Question

one safe investment pays 9% per year, and a more risky investment pays 13% per year.
a. how much must be invested in each account if an investor of $97,000 would like a return of $9,730 per year?
b. why might the investor use two accounts rather than put all the money in the 13% investment?
a. $\square$ is invested in the 9% account.

Explanation:

Step1: Define variables

Let $x$ = amount invested in 9% account, $97000 - x$ = amount invested in 13% account.
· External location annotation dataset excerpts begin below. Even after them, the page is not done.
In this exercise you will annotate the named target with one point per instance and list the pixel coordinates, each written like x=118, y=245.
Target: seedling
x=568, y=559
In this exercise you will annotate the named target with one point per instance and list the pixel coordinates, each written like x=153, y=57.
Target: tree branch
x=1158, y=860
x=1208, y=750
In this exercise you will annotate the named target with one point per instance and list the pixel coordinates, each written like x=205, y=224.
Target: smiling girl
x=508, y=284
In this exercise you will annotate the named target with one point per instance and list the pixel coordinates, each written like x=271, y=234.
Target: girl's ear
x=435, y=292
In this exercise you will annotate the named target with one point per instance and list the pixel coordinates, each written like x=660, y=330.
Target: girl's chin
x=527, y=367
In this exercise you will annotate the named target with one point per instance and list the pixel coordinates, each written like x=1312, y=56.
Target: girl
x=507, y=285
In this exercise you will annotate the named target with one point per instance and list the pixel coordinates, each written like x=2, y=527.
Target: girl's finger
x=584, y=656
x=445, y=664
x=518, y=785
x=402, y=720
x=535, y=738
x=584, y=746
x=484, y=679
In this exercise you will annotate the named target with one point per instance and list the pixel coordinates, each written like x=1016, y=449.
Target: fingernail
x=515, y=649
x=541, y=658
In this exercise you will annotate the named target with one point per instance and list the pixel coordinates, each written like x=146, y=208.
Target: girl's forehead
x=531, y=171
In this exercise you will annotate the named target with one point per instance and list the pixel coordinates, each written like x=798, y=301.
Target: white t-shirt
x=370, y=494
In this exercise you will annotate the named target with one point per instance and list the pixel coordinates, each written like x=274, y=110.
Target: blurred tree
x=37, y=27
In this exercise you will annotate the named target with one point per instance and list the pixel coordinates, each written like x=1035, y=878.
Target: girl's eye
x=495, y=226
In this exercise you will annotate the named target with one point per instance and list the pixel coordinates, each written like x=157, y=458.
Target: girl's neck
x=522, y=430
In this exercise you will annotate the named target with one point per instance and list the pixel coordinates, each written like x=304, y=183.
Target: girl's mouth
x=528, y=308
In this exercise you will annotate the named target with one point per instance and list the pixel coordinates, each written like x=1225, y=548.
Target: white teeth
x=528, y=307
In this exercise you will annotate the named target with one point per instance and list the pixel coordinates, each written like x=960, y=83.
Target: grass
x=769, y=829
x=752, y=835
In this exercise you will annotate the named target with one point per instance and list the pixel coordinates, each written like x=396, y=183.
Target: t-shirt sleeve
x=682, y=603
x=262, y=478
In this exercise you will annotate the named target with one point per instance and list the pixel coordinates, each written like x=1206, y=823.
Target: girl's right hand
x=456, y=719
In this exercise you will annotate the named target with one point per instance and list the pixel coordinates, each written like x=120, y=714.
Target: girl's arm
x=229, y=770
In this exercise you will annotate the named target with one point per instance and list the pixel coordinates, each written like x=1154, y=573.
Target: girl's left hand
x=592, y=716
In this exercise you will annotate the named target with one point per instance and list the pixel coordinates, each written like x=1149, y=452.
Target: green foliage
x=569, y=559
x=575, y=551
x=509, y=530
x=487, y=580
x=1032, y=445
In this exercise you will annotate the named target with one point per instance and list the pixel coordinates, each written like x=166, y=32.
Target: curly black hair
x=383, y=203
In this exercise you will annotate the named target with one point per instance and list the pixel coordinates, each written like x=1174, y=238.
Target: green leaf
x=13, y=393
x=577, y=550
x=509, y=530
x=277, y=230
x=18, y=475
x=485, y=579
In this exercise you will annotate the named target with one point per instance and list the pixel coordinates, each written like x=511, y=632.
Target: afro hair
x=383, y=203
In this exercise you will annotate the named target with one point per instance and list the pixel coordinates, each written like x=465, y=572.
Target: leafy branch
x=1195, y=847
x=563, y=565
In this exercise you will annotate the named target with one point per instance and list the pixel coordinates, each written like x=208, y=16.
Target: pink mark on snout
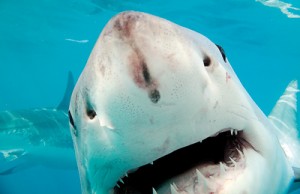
x=228, y=77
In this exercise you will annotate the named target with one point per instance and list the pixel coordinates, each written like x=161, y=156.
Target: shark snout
x=125, y=22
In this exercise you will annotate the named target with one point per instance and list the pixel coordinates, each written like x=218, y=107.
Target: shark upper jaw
x=192, y=169
x=151, y=87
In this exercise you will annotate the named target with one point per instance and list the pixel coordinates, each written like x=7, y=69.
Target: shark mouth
x=205, y=165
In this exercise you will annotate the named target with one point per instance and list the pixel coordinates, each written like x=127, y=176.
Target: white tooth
x=222, y=169
x=153, y=191
x=202, y=181
x=241, y=154
x=234, y=162
x=173, y=190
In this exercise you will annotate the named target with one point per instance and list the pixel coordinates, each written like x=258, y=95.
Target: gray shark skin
x=158, y=109
x=37, y=137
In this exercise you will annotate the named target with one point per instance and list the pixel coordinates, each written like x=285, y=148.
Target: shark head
x=159, y=104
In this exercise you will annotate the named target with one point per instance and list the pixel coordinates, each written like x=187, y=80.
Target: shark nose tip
x=125, y=22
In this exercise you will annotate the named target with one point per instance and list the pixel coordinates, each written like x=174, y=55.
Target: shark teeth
x=174, y=189
x=208, y=177
x=233, y=131
x=153, y=191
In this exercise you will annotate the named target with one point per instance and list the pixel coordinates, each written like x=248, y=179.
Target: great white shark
x=38, y=136
x=159, y=109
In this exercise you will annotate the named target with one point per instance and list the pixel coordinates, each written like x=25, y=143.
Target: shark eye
x=206, y=61
x=222, y=52
x=91, y=113
x=71, y=119
x=74, y=130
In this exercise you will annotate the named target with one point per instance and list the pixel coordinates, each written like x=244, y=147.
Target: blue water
x=41, y=40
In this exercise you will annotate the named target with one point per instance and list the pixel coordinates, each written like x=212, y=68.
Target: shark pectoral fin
x=12, y=161
x=283, y=117
x=297, y=174
x=10, y=155
x=64, y=104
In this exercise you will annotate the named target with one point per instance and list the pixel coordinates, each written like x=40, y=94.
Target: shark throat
x=204, y=165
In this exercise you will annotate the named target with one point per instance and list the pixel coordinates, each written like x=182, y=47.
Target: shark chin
x=158, y=109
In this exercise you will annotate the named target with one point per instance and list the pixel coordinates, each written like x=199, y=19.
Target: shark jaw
x=150, y=93
x=202, y=167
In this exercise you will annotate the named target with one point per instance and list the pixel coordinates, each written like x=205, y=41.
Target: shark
x=159, y=109
x=38, y=136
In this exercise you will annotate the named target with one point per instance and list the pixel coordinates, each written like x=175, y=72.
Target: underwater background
x=42, y=40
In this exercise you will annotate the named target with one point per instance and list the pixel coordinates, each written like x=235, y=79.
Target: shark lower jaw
x=203, y=167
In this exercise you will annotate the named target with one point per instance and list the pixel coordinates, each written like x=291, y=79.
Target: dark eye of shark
x=222, y=52
x=91, y=113
x=72, y=123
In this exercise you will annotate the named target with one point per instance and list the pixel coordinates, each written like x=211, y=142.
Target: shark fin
x=283, y=118
x=12, y=161
x=64, y=104
x=297, y=174
x=11, y=155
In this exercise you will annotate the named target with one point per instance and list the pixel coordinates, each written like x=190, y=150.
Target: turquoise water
x=40, y=41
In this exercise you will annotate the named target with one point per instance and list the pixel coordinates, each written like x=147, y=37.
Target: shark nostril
x=91, y=113
x=206, y=61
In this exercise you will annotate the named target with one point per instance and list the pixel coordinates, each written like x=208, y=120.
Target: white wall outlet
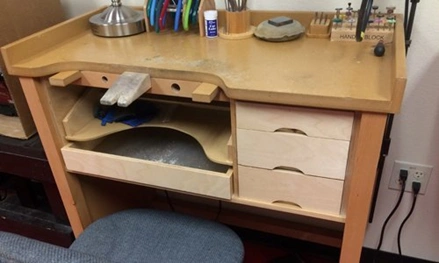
x=416, y=172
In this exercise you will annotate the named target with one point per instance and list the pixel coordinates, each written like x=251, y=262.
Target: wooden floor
x=267, y=248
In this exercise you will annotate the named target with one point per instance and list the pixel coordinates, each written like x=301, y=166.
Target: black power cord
x=403, y=175
x=416, y=186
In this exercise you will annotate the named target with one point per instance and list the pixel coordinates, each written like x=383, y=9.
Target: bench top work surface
x=308, y=71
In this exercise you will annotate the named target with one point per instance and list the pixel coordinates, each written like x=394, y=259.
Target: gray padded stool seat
x=140, y=235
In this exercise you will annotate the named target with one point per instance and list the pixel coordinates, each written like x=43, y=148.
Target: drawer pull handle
x=281, y=202
x=288, y=169
x=291, y=130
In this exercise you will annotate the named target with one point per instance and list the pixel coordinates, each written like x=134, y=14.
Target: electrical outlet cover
x=416, y=172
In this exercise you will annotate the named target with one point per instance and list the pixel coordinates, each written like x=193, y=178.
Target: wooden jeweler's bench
x=287, y=135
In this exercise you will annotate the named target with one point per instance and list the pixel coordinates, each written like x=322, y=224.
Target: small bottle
x=211, y=23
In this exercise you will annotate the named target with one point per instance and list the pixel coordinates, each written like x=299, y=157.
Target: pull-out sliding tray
x=183, y=148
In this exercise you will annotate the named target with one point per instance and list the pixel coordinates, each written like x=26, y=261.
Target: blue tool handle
x=178, y=15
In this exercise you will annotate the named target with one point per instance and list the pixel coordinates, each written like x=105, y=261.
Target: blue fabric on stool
x=144, y=235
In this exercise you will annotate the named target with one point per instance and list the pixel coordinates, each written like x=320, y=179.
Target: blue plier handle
x=178, y=15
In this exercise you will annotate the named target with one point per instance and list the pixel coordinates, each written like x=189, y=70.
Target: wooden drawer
x=313, y=156
x=79, y=159
x=312, y=122
x=286, y=188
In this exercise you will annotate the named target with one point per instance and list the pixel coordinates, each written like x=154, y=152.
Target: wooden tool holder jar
x=237, y=25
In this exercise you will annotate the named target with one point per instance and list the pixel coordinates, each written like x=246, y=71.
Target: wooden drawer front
x=313, y=156
x=190, y=180
x=290, y=188
x=313, y=122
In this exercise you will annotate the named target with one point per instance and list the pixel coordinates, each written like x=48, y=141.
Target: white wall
x=416, y=129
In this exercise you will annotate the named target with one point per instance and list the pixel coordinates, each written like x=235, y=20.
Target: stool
x=139, y=235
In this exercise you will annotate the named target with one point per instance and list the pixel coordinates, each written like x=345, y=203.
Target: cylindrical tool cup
x=237, y=22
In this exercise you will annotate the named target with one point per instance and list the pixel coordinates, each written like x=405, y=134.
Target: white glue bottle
x=211, y=23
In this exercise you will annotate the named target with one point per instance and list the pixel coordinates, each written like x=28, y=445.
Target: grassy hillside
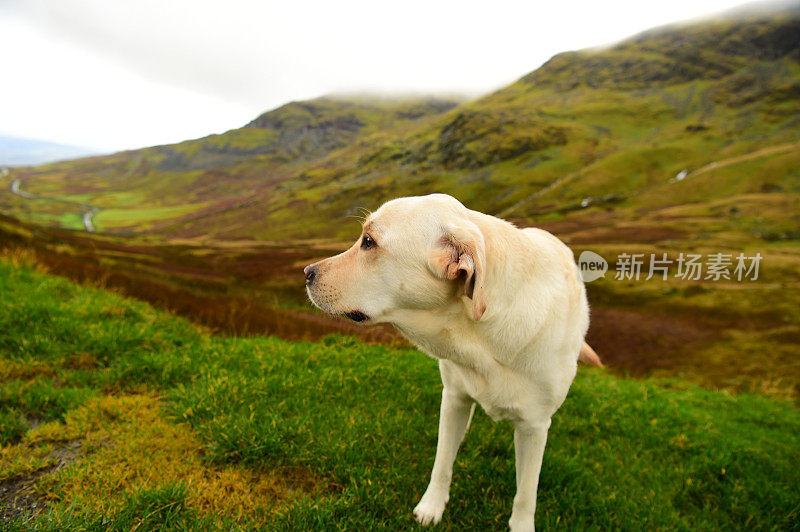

Step2: Set up return equation

Total return = sum of individual returns:
$$0.09x + 0.13(97000 - x) = 9730$$

Step3: Expand and simplify equation

$$0.09x + 12610 - 0.13x = 9730$$
$$-0.04x + 12610 = 9730$$

Step4: Isolate x term

$$-0.04x = 9730 - 12610$$
$$-0.04x = -2880$$

Step5: Solve for x

$$x = \frac{-2880}{-0.04} = 72000$$

Step6: Find 13% account amount

$$97000 - 72000 = 25000$$

(for part b):
Using two accounts balances risk and return. The 9% account provides stable, low-risk returns to avoid total loss if the 13% risky investment performs poorly, while the 13% account offers higher growth potential. This strategy reduces overall financial risk while still targeting a desired return.

Answer:

a. $72,000 is invested in the 9% account, and $25,000 is invested in the 13% account.
b. To balance risk and return: the safe 9% investment protects against total loss from the risky 13% option, while the risky account allows for higher growth, creating a more stable, targeted return strategy.